Disabled Medicare Part A beneficiaries who also are Medigap policyholders can elect to suspend their Medigap coverage if they are covered under an employer group plan. Medigap coverage can be reinstated if the individual loses group coverage, as long as he or she provides notice of the loss of coverage within 90 days.

Develop Infrastructure Grants

Currently there is no provision for states to design, establish or operate infrastructures to provide products and services that support working people with disabilities.
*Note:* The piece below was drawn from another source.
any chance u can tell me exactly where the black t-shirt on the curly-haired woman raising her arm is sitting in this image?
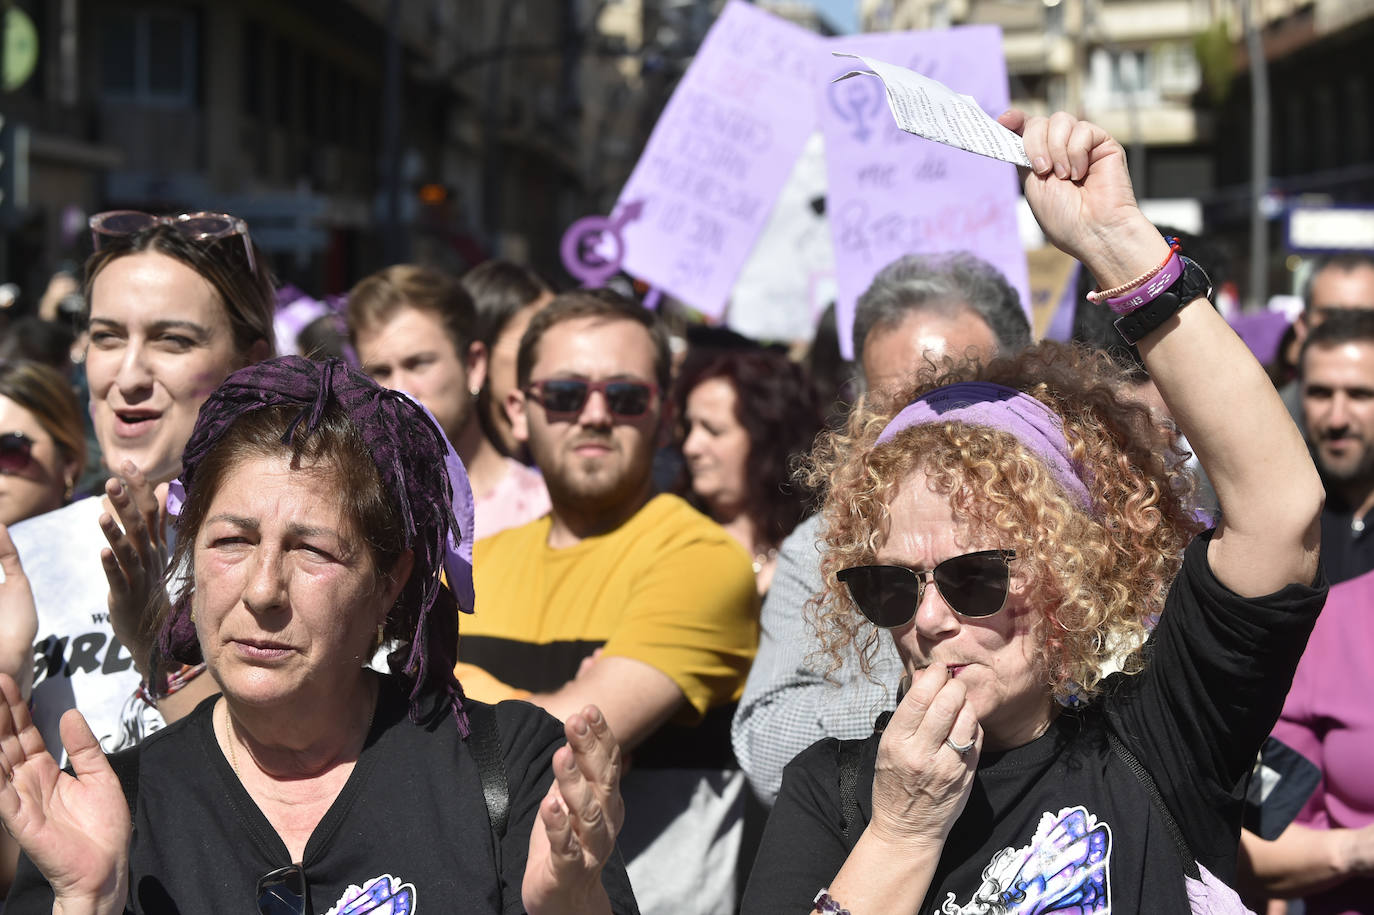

The new law requires the Secretary of Health and Human Services to award grants to states for such products and services, as well as for outreach campaigns. Services include personal assistance services that would enable disabled people to remain employed and earn at least the federal minimum wage and work at least 40 hours per month. The bill also provides a Medicaid buy-in option to encourage people with disabilities to return to work without fear of losing health benefits. Although states are not required to offer the Medicaid buy-in, the Secretary is urged to give preference in awarding these grants to states that exercise the buy-in option. The minimum infrastructure grant a state can receive is $500,000.

This provision is effective October 1, 2000 and Congress authorized funding through 2011 for the grants.

Demonstration Projects/Reports

The law also establishes several demonstration projects, including one that examines reducing benefits by $1 for every $2 earned.

The GAO must conduct several studies, including conducting studies of...

  • existing tax and other incentives for employers to hire people with disabilities;
  • coordination between SSDI and SSI programs;
  • SGA levels applicable to disabled beneficiaries to include whether they are a disincentive;
  • the merits of increasing SGA levels;
  • and the rationale for not indexing the levels to inflation.

In addition, SSA must report to Congress within 90 days on all income disregards applicable to SSDI and SSI beneficiaries. Funding for these projects and studies will be made from the federal Disability Insurance Trust Fund and the Old-Age and Survivor's Insurance Trust Fund (OASDI).

Technical Amendments

The new law authorizes SSA to determine whether a representative payee would be in the best interest of a disabled beneficiary who is incapacitated and who also has a substance abuse problem, and also whether that individual should be referred to a state agency for substance abuse services.

The law extends incentive payments now in effect for SSI prisoners to OASDI prisoners which reimburses any agency, including correctional facilities, for reporting information to SSA that assists in determining program eligibility. Benefits would be suspended for any month a prisoner is incarcerated because of a crime or a finding of not guilty be reason of insanity. Benefits would not be suspended if a prisoner's confinement lasts less than 30 days. Institutions would not get two incentives if the prisoner is eligible for both OASDI and SSI. Prohibits monthly payments to a beneficiary who completes a prison term but remains in an institution because the individual is sexually dangerous or a sexual predator. The law also...

  • allows SSA to charge an assessment fee which cannot exceed 6.3 percent for certifying attorneys and eliminates the existing requirement that attorneys may not be certified before the end of the 15-day waiting period;
  • provides a two-year window to allow members of the clergy who previously applied for and received an exemption from Social Security coverage to revoke the exemption;
  • authorizes states to permit employers to submit annual wage reports for domestic workers; and
  • extends the authority of state Medicaid fraud units to investigate and prosecute fraud in other federal health care programs.